Recently I came across this beauty:
Which made me think about a way that I would first need to wipe all of the HTML. Usually, I would just do a Find and Replace for <br /> or <p> tags and knock them out one at a time, but as you can see from the image. This is a particularly special case, and I found this solution over on Stack Overflow that I’d like to share here for my own personal use and to hopefully help out anyone else who experiences this problem.
In the Stack Overflow post, they mention 2 ways of accomplishing this, but I’m only going to go over one of them (and modify it a bit):
=REGEXREPLACE(A1,"</?[^<>]*>","")
So looking at what Google says about this tag (REGEXREPLACE(text, regular_expression, replacement)), it’s pretty easy to see what we’re doing. Here, the text refers to the cell we’re searching for HTML in (here we used A1, but the cell in my example image would have been K14625), and replacement is telling it to be empty, but what’s going on in the regular_expression?

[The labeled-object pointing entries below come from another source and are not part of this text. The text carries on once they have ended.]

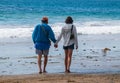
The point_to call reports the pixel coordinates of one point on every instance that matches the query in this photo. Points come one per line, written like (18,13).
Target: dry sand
(61,78)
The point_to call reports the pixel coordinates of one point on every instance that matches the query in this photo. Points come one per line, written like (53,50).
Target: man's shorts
(68,47)
(44,52)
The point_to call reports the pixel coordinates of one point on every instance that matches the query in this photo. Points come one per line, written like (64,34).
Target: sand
(61,78)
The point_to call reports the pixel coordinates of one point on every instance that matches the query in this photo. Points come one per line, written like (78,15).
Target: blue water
(29,12)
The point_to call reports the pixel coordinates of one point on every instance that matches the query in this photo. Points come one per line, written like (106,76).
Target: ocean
(97,23)
(90,16)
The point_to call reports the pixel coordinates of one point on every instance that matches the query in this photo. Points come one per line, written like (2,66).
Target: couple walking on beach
(43,35)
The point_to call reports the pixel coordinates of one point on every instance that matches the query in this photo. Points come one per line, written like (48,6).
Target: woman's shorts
(68,47)
(44,52)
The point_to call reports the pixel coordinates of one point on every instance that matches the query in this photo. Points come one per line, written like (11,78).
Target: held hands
(55,45)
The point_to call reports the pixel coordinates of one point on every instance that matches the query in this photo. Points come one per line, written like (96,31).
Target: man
(41,36)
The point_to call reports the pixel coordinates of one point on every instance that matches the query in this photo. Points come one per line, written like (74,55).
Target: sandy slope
(61,78)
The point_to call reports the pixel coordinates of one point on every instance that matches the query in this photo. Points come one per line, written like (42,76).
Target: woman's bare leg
(69,59)
(65,62)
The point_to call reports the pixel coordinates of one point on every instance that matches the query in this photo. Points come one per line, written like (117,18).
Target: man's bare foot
(44,71)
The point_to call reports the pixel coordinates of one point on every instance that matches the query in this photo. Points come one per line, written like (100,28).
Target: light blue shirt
(41,38)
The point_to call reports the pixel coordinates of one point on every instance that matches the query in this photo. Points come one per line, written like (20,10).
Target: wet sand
(61,78)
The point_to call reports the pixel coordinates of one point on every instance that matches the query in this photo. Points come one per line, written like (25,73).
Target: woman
(69,43)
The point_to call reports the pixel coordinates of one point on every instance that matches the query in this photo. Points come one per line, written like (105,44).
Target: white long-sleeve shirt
(66,32)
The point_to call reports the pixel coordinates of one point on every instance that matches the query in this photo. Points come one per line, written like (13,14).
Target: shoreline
(61,78)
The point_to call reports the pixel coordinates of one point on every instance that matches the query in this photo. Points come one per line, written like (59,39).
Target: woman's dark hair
(69,20)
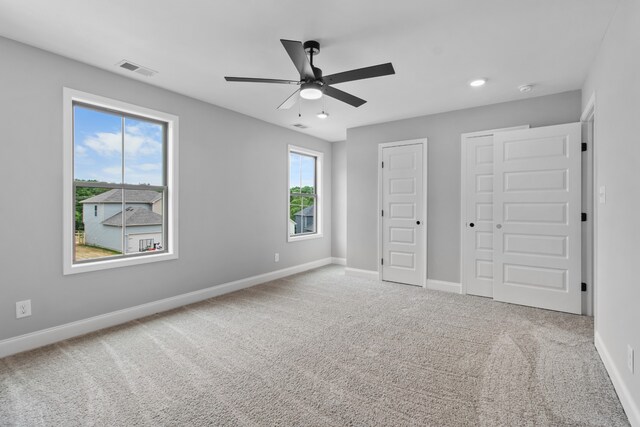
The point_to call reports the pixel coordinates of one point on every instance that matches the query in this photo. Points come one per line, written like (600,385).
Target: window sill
(86,267)
(304,237)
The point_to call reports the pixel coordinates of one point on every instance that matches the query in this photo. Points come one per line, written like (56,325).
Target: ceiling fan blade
(360,73)
(299,57)
(289,102)
(253,80)
(343,96)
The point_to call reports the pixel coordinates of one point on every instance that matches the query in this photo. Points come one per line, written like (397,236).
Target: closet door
(537,217)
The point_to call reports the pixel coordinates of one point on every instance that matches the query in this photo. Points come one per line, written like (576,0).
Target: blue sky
(302,170)
(98,148)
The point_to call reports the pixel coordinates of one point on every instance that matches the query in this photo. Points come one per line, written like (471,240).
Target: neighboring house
(103,220)
(305,219)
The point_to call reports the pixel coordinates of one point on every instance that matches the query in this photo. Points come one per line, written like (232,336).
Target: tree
(83,193)
(299,202)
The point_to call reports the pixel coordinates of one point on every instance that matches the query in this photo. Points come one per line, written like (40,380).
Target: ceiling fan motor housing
(312,47)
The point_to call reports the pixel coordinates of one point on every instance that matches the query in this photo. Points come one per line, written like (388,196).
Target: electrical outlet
(23,309)
(602,194)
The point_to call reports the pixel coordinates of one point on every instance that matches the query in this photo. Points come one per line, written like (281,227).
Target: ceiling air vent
(128,65)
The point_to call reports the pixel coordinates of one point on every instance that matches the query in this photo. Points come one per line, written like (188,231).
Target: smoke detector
(525,88)
(128,65)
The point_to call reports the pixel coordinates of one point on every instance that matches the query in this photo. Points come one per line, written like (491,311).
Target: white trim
(463,190)
(68,225)
(319,200)
(69,330)
(589,109)
(626,398)
(425,196)
(356,272)
(441,285)
(589,114)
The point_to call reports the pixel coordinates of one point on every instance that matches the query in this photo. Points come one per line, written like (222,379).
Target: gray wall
(339,193)
(443,134)
(614,77)
(233,186)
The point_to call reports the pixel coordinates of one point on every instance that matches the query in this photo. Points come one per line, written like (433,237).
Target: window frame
(72,97)
(319,156)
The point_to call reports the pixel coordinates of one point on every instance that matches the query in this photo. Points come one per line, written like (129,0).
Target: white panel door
(478,247)
(403,246)
(537,217)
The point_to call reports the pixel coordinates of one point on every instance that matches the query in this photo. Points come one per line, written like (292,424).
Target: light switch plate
(23,309)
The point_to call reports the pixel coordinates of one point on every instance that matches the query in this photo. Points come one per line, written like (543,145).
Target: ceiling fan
(312,84)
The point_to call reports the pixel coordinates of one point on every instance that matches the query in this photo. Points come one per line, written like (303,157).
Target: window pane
(97,150)
(308,174)
(308,215)
(143,221)
(302,215)
(294,172)
(295,206)
(143,152)
(93,206)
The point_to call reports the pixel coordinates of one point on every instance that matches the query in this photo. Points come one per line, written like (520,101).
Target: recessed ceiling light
(525,88)
(477,82)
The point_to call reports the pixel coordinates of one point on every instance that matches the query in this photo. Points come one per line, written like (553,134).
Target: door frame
(463,190)
(589,116)
(425,173)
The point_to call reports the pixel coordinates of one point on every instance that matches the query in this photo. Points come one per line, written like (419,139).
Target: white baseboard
(630,407)
(69,330)
(441,285)
(367,274)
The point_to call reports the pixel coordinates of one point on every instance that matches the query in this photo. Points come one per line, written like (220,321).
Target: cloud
(104,143)
(139,140)
(81,150)
(147,167)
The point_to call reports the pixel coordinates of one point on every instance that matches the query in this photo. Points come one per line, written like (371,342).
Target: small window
(146,245)
(304,193)
(121,163)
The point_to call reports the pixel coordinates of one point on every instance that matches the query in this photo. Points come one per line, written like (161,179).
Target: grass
(90,252)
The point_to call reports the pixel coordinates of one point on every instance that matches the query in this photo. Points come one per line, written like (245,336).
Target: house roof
(133,217)
(308,211)
(133,196)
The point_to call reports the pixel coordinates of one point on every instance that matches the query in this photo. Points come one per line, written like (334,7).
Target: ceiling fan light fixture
(311,91)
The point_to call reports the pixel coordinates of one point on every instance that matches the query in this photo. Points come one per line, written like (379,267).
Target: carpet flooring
(321,349)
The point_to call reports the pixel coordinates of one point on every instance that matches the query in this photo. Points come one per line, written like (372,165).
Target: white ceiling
(436,47)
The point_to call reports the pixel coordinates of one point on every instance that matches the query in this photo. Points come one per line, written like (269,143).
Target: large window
(304,193)
(120,182)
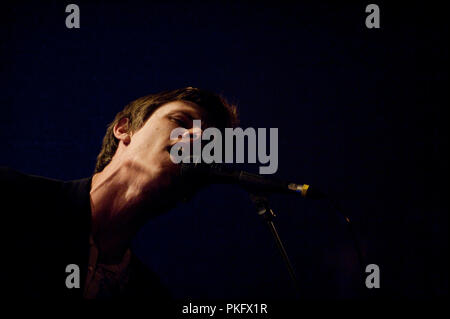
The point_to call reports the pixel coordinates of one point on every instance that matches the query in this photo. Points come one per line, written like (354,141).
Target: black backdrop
(359,112)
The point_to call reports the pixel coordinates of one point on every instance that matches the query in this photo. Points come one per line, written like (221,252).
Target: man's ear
(122,130)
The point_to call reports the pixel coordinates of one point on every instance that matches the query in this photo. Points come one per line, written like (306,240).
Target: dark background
(359,112)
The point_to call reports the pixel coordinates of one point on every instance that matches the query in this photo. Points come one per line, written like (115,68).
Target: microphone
(219,174)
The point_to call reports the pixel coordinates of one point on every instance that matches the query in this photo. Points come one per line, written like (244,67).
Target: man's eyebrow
(185,113)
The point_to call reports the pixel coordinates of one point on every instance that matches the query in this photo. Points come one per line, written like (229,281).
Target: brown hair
(219,112)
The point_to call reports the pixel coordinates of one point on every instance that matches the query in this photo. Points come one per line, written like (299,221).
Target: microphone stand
(261,202)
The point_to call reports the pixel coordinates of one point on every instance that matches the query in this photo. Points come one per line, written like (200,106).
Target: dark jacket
(45,226)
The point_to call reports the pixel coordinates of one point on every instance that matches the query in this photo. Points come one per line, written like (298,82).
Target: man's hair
(219,113)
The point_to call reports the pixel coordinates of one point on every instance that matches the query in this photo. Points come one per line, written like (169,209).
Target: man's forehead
(191,108)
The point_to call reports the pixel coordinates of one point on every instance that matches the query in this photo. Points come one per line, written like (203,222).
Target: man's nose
(193,134)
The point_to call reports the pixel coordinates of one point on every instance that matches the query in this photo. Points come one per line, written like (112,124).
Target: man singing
(51,227)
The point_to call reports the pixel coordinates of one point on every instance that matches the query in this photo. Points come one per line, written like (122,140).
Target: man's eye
(180,122)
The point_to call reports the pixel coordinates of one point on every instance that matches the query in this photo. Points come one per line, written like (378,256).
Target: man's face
(150,146)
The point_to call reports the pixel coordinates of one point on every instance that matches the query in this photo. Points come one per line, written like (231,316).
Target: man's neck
(116,214)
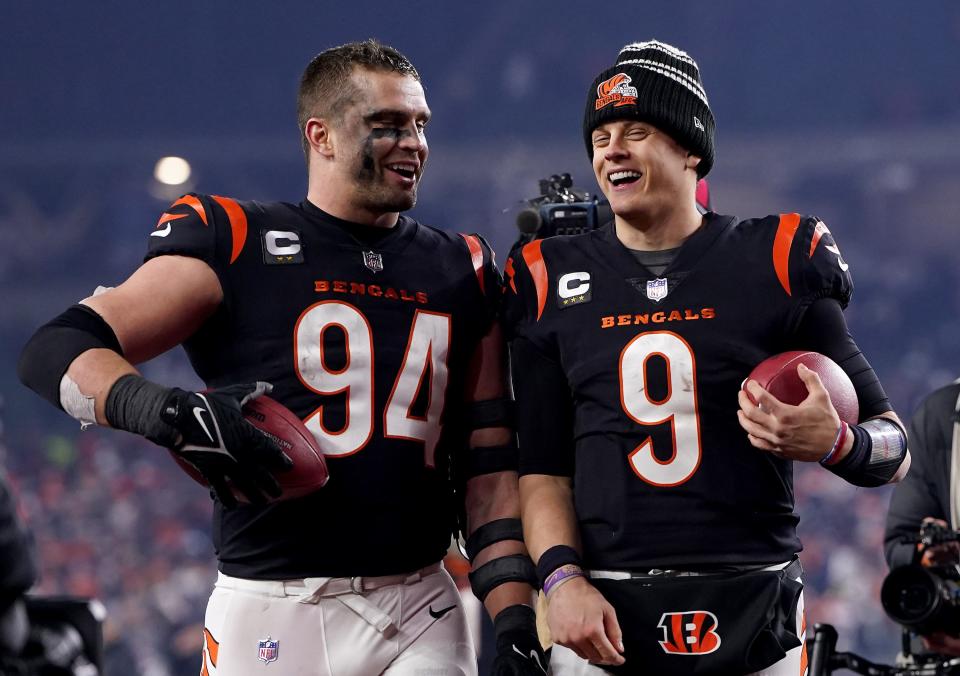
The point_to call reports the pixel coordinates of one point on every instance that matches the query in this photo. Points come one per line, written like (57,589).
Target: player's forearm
(489,498)
(94,372)
(549,519)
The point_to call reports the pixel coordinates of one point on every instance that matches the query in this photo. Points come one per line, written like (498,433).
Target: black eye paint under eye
(389,132)
(367,163)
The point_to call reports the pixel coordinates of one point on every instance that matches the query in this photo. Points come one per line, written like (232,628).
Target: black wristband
(553,558)
(879,447)
(134,404)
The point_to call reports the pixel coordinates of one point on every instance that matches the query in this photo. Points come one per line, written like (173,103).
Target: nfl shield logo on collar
(268,650)
(657,289)
(373,261)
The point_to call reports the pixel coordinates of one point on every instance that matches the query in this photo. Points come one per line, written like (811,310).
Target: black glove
(518,648)
(217,440)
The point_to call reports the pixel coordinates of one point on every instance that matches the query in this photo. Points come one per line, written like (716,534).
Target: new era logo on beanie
(659,84)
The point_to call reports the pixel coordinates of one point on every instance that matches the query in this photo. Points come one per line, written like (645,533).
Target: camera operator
(18,572)
(930,493)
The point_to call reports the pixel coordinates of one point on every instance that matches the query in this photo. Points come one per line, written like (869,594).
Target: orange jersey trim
(194,204)
(818,232)
(213,648)
(803,653)
(476,257)
(511,273)
(238,224)
(165,217)
(538,270)
(786,231)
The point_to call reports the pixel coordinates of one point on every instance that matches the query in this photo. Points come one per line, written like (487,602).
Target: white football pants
(400,625)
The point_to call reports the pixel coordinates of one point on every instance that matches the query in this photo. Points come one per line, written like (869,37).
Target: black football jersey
(628,383)
(368,343)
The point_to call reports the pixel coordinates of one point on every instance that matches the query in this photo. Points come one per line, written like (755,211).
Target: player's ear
(318,133)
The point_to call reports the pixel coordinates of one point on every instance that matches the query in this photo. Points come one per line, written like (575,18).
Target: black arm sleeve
(925,491)
(823,329)
(544,411)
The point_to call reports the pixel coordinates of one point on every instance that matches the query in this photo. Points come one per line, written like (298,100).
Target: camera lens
(910,595)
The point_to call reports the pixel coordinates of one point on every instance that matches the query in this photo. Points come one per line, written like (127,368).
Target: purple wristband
(559,575)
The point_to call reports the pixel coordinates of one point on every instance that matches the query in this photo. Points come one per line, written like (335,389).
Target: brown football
(309,472)
(778,376)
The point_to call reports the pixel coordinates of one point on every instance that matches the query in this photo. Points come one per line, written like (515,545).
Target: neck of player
(345,210)
(658,230)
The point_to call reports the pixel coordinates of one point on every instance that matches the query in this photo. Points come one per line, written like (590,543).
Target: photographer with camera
(925,566)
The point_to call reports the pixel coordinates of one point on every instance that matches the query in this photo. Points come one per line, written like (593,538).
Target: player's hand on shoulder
(225,448)
(581,619)
(519,652)
(805,432)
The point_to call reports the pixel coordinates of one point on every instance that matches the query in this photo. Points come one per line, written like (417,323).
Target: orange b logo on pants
(690,633)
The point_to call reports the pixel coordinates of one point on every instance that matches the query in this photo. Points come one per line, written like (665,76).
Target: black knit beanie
(660,84)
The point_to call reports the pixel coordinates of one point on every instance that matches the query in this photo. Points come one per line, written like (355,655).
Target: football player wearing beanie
(657,496)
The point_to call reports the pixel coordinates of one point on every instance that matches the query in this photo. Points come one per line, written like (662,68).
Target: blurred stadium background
(849,110)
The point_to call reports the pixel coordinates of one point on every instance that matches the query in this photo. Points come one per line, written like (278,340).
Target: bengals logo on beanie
(656,83)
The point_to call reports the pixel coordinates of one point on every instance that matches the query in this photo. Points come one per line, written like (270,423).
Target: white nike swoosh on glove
(533,656)
(196,414)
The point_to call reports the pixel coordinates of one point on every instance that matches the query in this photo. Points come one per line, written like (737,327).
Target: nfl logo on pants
(268,650)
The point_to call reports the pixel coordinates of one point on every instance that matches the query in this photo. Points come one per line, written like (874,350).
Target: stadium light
(172,170)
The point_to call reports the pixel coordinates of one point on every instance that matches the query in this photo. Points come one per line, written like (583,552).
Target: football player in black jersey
(657,497)
(376,330)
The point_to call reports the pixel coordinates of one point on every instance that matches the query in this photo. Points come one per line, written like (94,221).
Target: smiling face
(643,172)
(376,148)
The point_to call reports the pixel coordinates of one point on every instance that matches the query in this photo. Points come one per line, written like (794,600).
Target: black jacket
(925,491)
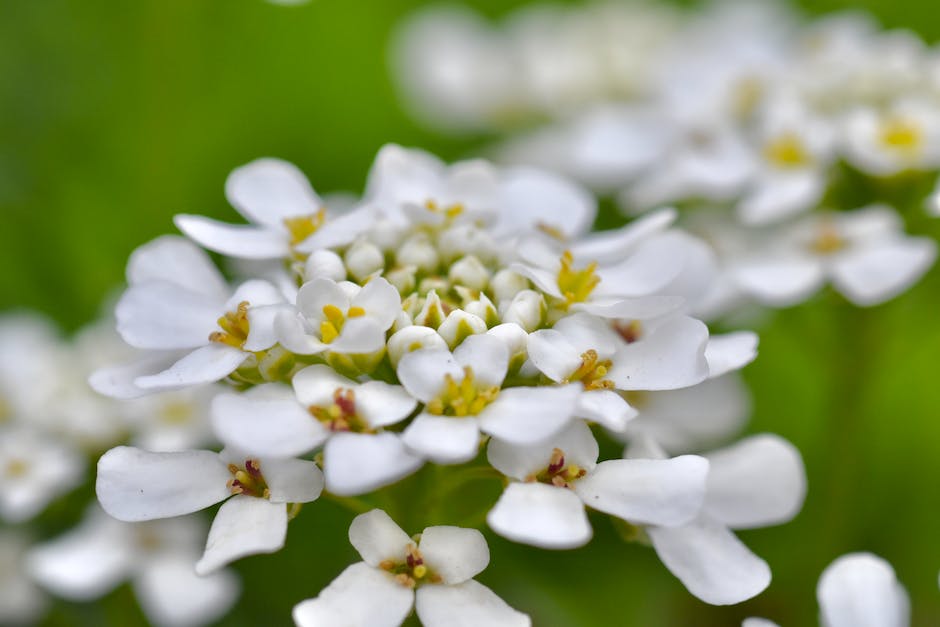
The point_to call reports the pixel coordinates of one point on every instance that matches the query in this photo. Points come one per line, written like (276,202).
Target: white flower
(92,559)
(179,307)
(358,455)
(21,602)
(861,590)
(759,481)
(864,253)
(35,469)
(275,197)
(135,485)
(559,476)
(432,573)
(339,317)
(463,396)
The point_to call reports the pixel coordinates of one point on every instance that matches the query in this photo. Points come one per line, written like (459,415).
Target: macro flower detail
(432,573)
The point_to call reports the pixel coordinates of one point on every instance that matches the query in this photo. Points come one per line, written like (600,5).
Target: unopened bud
(325,264)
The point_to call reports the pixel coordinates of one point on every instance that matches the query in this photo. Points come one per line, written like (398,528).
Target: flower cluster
(51,426)
(458,315)
(788,144)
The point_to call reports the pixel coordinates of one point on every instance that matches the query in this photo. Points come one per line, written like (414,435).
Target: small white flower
(358,455)
(179,304)
(432,573)
(558,477)
(158,557)
(339,317)
(277,200)
(35,469)
(135,485)
(463,396)
(864,253)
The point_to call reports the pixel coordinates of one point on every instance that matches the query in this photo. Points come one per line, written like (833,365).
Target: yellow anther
(302,227)
(902,134)
(235,327)
(576,285)
(787,151)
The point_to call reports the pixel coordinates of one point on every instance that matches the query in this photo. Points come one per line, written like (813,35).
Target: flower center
(592,371)
(248,480)
(465,398)
(576,284)
(827,240)
(302,227)
(630,331)
(335,319)
(558,472)
(342,414)
(412,572)
(787,151)
(235,327)
(901,134)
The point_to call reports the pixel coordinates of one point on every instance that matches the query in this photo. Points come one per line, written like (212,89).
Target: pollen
(464,397)
(235,327)
(302,227)
(342,414)
(248,480)
(592,372)
(787,151)
(576,284)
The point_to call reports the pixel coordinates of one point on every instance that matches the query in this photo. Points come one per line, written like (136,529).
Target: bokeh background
(116,115)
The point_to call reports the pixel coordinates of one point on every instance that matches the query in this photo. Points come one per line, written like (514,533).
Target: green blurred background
(116,115)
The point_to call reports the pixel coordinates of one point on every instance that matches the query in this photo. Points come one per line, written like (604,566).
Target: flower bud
(469,272)
(326,264)
(418,251)
(363,258)
(411,339)
(527,310)
(506,284)
(459,325)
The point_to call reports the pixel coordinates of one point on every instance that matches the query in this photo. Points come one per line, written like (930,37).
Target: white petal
(780,282)
(443,439)
(163,316)
(665,492)
(176,260)
(486,355)
(454,553)
(710,560)
(377,538)
(136,485)
(207,364)
(171,594)
(85,563)
(671,356)
(576,442)
(361,596)
(268,190)
(241,241)
(877,273)
(525,415)
(469,604)
(605,407)
(553,354)
(757,482)
(540,515)
(382,404)
(356,463)
(861,590)
(422,372)
(731,351)
(118,381)
(292,480)
(263,427)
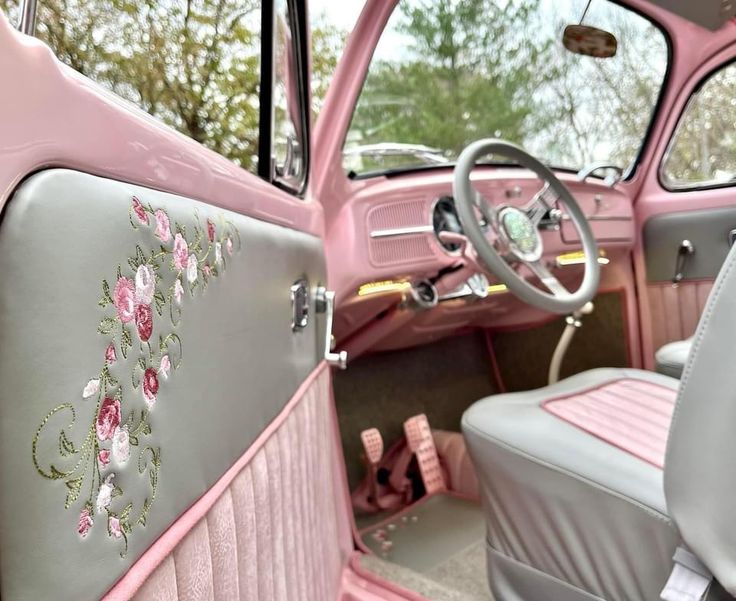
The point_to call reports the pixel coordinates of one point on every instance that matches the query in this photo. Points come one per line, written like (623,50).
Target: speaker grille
(399,214)
(402,249)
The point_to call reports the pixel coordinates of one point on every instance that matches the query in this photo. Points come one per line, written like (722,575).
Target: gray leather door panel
(707,229)
(88,312)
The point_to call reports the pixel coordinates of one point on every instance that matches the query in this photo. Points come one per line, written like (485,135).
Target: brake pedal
(372,445)
(420,441)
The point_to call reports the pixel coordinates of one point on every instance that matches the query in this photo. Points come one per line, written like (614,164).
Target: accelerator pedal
(420,441)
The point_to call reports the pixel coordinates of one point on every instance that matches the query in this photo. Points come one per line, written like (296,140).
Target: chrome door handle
(325,303)
(685,249)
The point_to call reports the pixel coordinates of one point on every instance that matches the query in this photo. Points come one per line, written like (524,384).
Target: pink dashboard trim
(137,574)
(54,117)
(632,415)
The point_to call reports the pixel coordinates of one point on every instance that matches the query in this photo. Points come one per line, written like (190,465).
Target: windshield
(448,72)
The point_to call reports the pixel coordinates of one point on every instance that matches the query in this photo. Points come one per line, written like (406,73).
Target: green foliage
(194,64)
(704,146)
(450,89)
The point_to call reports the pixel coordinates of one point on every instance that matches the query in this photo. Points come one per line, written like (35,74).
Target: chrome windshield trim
(28,17)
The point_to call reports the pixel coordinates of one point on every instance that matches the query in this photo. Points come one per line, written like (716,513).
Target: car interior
(458,331)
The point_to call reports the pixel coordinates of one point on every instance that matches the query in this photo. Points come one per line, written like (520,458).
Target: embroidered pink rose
(113,525)
(165,367)
(121,444)
(150,386)
(104,494)
(103,457)
(144,321)
(91,389)
(85,522)
(139,211)
(178,291)
(145,284)
(110,355)
(181,252)
(123,297)
(163,227)
(192,269)
(108,418)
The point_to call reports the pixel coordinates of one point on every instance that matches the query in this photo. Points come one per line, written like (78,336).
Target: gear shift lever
(574,322)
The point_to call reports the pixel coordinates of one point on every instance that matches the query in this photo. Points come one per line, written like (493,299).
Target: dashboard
(385,253)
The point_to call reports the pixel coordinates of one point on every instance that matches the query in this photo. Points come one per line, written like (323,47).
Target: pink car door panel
(164,430)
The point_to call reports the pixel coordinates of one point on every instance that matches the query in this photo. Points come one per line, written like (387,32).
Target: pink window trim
(127,586)
(632,415)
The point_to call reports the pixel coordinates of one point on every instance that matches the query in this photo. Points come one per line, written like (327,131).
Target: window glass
(289,130)
(448,72)
(703,150)
(193,64)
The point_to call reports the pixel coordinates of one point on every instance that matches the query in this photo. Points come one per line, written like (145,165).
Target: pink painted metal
(54,117)
(632,415)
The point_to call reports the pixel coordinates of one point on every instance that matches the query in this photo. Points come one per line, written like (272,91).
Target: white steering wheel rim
(559,300)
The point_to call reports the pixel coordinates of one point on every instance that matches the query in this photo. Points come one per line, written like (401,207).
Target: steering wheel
(517,237)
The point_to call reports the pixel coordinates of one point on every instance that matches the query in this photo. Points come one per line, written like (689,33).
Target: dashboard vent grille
(404,249)
(399,214)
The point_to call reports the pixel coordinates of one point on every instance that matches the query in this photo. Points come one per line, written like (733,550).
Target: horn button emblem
(520,233)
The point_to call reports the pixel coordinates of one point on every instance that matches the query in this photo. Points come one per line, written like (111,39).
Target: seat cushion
(671,357)
(565,504)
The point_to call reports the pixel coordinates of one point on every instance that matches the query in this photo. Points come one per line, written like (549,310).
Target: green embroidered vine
(109,440)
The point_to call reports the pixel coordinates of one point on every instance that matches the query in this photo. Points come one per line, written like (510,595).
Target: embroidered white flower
(165,367)
(145,284)
(121,444)
(178,291)
(104,495)
(91,389)
(192,269)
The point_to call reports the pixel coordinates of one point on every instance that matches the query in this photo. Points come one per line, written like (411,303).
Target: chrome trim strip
(602,218)
(28,17)
(402,231)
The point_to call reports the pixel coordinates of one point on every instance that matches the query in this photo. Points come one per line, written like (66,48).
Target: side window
(196,65)
(702,152)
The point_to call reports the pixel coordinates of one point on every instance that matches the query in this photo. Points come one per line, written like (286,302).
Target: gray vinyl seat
(581,500)
(670,358)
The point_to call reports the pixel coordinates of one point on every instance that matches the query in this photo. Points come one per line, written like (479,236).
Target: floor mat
(438,541)
(382,390)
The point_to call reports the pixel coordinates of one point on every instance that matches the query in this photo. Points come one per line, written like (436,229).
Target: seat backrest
(700,474)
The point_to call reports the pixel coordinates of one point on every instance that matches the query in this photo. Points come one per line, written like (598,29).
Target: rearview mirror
(589,41)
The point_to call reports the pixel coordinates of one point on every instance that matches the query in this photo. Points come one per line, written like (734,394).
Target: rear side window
(702,152)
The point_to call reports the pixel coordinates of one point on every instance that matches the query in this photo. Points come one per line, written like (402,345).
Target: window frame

- </? = Finds all lesser than symbols to make them the starting point
- [^<>] = Negates the character class, causing it to match a single character not listed in the character class (greater than & lesser than).
- *> = Finds all greater than symbols to make that the stopping point (the asterisk helps it to ignore everything after the greater than)
If you go back into the original post, you’ll see that I removed the \S+ in the middle which I believe tells it to ignore whitespace, but that wasn’t relevant for what I was trying to accomplish, and my expression seemed to work just fine. If you’re experiencing problems, try it with the \S+ which can be found using the link above.